Intravenous cannulation is one of the most frequent invasive procedures hospitalized patient would have. The optimal timing for peripheral intravenous cannula replacement among adults and pediatrics patients is still an argumentative issue. A growing number of studies supported the replacement decision of intravenous catheters when it is clinically indicated. However, this study aimed to evaluate the impact of peripheral intravenous catheter removal and re-siting the catheter routinely, compared with removal when clinically needed, among pediatrics and adults.

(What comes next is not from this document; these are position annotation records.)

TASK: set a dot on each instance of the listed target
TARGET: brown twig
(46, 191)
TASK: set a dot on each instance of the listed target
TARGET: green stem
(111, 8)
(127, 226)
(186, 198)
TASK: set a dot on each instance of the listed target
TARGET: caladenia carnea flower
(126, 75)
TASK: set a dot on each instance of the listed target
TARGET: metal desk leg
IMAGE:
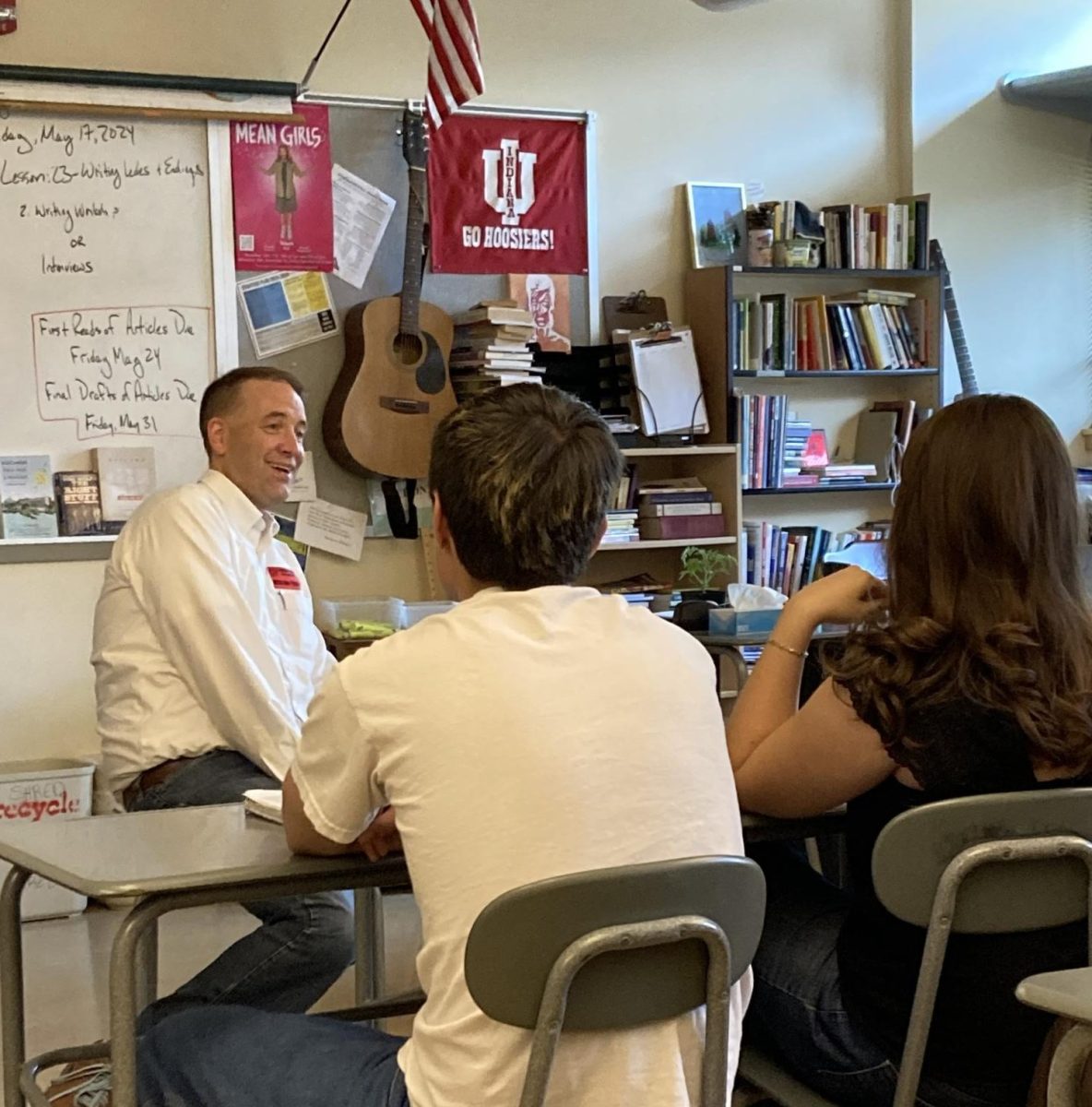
(148, 967)
(132, 944)
(367, 908)
(11, 984)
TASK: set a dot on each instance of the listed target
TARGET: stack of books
(763, 440)
(492, 348)
(777, 449)
(843, 473)
(621, 529)
(638, 590)
(787, 558)
(879, 236)
(797, 437)
(870, 330)
(681, 507)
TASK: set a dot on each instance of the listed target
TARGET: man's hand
(382, 836)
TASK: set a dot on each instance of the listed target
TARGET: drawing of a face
(540, 297)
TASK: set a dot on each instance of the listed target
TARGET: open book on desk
(265, 803)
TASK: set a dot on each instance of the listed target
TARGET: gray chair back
(619, 947)
(914, 850)
(993, 863)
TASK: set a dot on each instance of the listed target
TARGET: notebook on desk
(265, 803)
(665, 372)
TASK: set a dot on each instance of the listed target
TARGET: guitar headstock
(414, 138)
(936, 256)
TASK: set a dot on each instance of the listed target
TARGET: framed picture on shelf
(717, 222)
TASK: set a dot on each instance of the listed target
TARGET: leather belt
(150, 778)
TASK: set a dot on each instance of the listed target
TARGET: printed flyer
(282, 193)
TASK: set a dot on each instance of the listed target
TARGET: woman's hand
(848, 596)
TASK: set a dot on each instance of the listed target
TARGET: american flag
(454, 56)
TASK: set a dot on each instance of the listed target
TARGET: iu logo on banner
(508, 196)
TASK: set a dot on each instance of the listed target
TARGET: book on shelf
(682, 526)
(674, 490)
(905, 411)
(639, 584)
(78, 510)
(621, 527)
(837, 473)
(625, 497)
(493, 361)
(486, 347)
(470, 385)
(877, 236)
(27, 494)
(680, 508)
(788, 558)
(504, 315)
(126, 477)
(865, 331)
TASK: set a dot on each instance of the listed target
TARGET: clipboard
(665, 374)
(633, 313)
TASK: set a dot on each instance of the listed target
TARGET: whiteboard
(107, 329)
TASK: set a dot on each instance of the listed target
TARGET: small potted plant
(702, 565)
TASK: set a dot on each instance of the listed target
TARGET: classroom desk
(171, 859)
(766, 828)
(179, 858)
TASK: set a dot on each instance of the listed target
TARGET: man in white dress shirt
(206, 660)
(537, 730)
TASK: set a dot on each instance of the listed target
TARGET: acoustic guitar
(394, 387)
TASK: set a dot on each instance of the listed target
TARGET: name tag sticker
(283, 580)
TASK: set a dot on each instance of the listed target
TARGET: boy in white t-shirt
(538, 729)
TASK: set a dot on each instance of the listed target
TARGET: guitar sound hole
(409, 349)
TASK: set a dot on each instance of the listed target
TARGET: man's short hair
(525, 475)
(220, 397)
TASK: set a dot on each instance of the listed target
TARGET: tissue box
(730, 621)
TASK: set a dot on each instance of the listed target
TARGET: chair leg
(717, 999)
(1067, 1068)
(367, 908)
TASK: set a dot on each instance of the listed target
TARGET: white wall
(1013, 195)
(807, 98)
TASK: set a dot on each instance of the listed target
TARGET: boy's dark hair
(221, 394)
(525, 475)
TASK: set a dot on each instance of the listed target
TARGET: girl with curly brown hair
(970, 673)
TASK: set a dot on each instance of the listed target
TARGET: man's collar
(249, 518)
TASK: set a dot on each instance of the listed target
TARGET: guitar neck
(968, 383)
(410, 318)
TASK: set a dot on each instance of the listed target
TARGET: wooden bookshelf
(831, 399)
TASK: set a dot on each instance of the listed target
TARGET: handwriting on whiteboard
(132, 370)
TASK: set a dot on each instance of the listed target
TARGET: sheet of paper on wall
(331, 529)
(361, 217)
(303, 485)
(286, 310)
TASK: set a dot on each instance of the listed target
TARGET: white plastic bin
(387, 609)
(38, 792)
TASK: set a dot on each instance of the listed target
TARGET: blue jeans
(243, 1057)
(303, 944)
(797, 1013)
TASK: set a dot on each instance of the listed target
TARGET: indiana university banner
(508, 195)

Moreover, there is no conclusive evidence to support the benefit of a routine change of intravenous catheters, every 72 to 96 hours. Though it is recommended to inspect the IV catheter insertion site after every 12 hours to minimise peripheral catheter-related complications, and to replace if signs of inflammation, infiltration, or blockage are present. The duration and frequency of therapy, the infusate’s properties, and the condition and preferences of the patient can be used as conditions to decide on the proper time for intravenous catheter replacement.

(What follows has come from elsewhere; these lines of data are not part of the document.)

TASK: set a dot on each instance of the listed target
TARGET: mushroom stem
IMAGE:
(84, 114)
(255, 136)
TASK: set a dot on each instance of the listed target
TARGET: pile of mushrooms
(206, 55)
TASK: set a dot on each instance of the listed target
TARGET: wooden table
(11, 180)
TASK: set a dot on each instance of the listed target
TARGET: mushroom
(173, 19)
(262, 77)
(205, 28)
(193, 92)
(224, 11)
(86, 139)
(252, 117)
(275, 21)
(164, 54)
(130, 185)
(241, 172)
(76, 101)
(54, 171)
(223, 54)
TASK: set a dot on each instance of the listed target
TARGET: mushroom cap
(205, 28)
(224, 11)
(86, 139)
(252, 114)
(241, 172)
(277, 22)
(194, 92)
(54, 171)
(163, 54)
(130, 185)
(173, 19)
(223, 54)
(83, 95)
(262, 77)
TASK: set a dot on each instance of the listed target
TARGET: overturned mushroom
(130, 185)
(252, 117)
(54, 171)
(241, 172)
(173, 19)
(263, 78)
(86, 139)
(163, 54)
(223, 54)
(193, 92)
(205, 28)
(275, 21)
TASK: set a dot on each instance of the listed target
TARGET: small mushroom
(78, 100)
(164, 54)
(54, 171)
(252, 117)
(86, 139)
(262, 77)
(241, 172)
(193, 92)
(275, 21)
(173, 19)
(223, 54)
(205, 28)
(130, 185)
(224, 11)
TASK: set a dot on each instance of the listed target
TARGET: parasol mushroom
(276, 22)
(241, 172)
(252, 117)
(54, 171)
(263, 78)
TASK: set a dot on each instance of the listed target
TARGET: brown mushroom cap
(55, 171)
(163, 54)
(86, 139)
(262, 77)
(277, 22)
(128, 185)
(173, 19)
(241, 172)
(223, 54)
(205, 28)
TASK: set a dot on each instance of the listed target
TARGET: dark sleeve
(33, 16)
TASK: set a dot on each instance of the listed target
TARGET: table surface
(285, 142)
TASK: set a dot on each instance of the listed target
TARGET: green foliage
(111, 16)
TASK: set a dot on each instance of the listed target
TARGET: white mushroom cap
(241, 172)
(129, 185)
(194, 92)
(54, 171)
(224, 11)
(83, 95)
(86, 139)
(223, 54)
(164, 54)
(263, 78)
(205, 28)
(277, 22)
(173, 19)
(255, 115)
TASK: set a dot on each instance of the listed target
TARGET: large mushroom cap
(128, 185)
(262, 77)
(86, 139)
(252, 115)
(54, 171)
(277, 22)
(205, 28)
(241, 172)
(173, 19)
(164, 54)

The studies showed that clinically indicated intravenous replacement method is superior as it minimizes several catheter insertions, discomfort associated with catheter insertion, and extensive costs in both equipment and staff workload. Moreover, it would spare patients the unnecessary pain of routine replacements, especially for pediatric patients. In addition, many randomized, clinical trials found no difference in the rate of phlebitis and/or occlusion among patients for whom a peripheral intravenous catheter was routinely re-sited at 72-96 hours and those for whom it was replaced, only as clinically indicated.

CONCLUSION

Effective implementation of these evidence-based guidelines practice can decrease the catheter-related infection risk. While larger multisite trials are needed, evidence up to the present time recommends that repetitive insertion of peripheral intravenous devices may make patient upset, discomfort and increase healthcare costs as well as it does not decrease peripheral intravenous devices complications. The clinically indicated intravenous catheter replacement procedure is cost-effective compared with replacement after every 72 hours. It is suggested that hospitals and healthcare institutions consider revising the policy whereby intravenous catheters are replaced if clinically indicated only.

CONSENT FOR PUBLICATION

Not applicable.

CONFLICT OF INTEREST

The authors declare no conflict of interest, financial or otherwise.

ACKNOWLEDGEMENTS

We would like to thank Manar Saleh (University of Houston; Teacher, Houston Independent School District) for her valuable assistance and support in editing and revising this manuscript.